Como explica el Prof. Juan Chapa, “lejos de atribuir al cristianismo un lugar prominente [el cristianismo no fue hecho religión oficial del Imperio hasta 380, por Teodosio I], el edicto parece más bien querer conseguir la benevolencia de la divinidad en todas las formas que se presentara, en consonancia con el sincretismo que entonces practicaba Constantino, quien, a pesar de favorecer a la Iglesia, continuó por un tiempo dando culto al Sol Invicto. En cualquier caso, el paganismo dejó de ser la religión oficial del Imperio y el edicto permitió que los cristianos gozaran de los mismos derechos que los otros ciudadanos. Desde ese momento, la Iglesia pasó a ser una religión lícita y a recibir reconocimiento jurídico por parte del Imperio, lo que permitió un rápido florecimiento”.

¿Era constantiniana?
Se ha convertido ya en un tópico referirse a una “era constantiniana”, a partir de la cual la Iglesia habría quedado enfeudada en las estructuras estatales.

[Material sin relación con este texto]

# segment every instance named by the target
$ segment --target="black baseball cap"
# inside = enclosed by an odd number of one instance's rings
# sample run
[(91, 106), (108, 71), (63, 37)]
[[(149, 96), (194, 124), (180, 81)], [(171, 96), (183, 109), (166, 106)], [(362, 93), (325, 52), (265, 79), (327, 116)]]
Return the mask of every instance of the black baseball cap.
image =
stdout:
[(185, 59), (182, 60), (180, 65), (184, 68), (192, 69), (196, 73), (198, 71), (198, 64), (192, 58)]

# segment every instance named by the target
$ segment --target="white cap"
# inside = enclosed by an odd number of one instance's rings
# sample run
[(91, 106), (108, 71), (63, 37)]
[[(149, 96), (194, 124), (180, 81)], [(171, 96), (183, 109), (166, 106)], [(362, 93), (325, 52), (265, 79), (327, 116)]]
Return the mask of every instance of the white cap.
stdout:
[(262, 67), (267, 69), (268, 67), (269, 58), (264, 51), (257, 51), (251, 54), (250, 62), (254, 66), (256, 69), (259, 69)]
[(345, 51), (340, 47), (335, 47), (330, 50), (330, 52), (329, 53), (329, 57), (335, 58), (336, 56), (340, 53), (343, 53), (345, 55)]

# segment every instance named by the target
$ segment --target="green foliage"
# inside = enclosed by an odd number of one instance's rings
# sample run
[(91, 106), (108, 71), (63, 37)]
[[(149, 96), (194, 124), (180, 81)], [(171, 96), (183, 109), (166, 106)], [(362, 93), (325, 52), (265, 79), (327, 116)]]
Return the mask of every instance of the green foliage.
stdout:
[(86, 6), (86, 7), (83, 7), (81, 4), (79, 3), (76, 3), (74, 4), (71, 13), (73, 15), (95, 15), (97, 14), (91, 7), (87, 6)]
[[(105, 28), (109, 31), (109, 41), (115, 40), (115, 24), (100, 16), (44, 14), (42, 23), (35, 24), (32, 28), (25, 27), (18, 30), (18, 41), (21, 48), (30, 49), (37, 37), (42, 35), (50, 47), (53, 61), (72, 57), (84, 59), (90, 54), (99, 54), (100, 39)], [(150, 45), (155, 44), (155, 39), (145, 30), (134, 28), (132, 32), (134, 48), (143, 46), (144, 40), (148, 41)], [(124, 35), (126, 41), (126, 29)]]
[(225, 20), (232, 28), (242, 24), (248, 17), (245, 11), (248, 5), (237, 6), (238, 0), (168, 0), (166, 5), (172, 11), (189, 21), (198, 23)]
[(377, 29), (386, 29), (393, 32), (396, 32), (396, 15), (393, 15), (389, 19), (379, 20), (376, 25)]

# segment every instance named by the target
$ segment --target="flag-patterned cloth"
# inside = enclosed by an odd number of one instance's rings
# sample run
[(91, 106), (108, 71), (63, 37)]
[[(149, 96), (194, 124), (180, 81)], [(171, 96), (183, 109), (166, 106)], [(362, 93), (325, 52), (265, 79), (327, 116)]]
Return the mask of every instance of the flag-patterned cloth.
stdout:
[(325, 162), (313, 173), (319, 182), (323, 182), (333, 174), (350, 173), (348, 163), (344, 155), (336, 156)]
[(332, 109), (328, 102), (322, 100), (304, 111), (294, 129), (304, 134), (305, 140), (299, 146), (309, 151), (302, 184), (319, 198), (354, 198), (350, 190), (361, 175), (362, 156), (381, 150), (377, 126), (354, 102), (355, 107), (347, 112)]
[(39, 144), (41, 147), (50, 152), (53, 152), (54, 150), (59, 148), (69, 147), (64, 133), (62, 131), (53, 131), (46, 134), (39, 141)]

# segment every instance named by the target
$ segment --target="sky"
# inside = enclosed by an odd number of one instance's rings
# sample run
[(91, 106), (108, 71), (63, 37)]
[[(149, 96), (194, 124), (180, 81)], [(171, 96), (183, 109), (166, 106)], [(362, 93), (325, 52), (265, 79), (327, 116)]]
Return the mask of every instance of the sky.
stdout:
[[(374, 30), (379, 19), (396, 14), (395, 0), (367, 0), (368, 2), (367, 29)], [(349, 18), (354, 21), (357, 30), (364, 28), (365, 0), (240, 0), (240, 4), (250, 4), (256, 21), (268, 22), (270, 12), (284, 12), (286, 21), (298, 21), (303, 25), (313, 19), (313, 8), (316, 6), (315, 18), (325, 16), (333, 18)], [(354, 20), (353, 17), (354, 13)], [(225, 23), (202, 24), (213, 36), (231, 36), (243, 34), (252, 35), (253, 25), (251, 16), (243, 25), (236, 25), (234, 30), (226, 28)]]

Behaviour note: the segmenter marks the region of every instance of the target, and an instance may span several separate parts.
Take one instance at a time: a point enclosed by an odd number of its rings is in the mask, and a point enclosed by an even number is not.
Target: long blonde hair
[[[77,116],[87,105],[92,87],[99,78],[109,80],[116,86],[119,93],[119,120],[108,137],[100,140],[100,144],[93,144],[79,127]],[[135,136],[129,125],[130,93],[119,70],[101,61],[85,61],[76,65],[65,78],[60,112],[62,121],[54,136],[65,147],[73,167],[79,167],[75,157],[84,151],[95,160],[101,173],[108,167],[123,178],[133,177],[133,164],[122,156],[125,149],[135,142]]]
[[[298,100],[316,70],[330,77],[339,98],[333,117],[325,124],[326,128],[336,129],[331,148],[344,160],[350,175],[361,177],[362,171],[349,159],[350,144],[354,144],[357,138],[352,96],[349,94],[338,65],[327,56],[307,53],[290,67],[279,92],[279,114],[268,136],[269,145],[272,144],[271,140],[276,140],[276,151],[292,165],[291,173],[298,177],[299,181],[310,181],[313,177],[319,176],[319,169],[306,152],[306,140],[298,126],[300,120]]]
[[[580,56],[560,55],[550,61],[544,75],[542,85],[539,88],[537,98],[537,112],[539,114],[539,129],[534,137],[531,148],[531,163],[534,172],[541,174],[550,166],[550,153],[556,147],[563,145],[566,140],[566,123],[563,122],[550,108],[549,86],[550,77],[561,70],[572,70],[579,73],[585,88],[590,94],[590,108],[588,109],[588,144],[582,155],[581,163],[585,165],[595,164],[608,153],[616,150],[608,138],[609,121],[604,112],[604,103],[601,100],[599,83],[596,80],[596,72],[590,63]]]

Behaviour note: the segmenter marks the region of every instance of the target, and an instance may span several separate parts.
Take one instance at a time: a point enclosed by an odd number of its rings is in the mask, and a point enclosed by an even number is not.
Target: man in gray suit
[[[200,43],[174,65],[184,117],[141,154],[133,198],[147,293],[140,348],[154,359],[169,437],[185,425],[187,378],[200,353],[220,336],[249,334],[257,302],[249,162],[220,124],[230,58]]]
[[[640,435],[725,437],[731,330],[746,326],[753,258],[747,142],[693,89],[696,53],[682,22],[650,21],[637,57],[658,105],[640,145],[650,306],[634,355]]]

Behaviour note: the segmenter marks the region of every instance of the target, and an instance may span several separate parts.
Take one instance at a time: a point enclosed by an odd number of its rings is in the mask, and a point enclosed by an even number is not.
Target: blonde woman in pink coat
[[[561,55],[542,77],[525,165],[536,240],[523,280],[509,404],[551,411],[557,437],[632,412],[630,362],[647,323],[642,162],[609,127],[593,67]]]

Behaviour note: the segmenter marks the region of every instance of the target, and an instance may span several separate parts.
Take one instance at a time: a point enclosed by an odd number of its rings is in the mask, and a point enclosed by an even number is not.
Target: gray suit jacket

Fontán no cree que tal situación sea atribuible a Constantino. “Si esta realmente ha existido o predominado en siglos posteriores, ha sido más bien el resultado de la obra colectiva de los protagonistas de una historia que comienza después de la muerte del gran emperador”. En la relación entre poder político y religión, “Constantino fue configurando una política favorable de hecho al cristianismo, pero no hostil a los otros cultos, ni persecutoria de la religión pagana. El cristianismo no llegó nunca a ser impuesto ni reconocido como religión oficial”.

De hecho, el propio Constantino “no ingresó formalmente en la Iglesia hasta poco antes de su muerte, cuando fue bautizado por el obispo arriano y palaciego Eusebio de Nicomedia. (…) Constantino, visto desde la perspectiva de hoy se nos aparece como una figura histórica de dimensiones universales, acompañada, como es normal, de todas las debilidades comunes a la naturaleza humana. Él era por vocación y por temperamento, ante todo, un animal politicum. Pero era al mismo tiempo un espíritu profundamente religioso, que asimila, y aun encarna, con sinceridad y entusiasmo nunca desmentidos, un cristianismo adecuado a su formación personal, a su posición y a su época. Nada más lejos de su ánimo que imponer por la fuerza de su autoridad una religión en cuya victoria confiaba, porque confiaba en su verdad, no solo de manera racional, sino con la firme convicción de quien lo había experimentado en lo más íntimo de su persona y en su historia política. Ya desde el principio de su reinado fue él el primer político de la historia universal que proclamó el principio de la libertad religiosa, aunque tal vez luego, al poner frecuentemente el peso de su autoridad al servicio de la Iglesia, no siempre lo observara con la fidelidad que en él querrían ver panegiristas y adversarios”.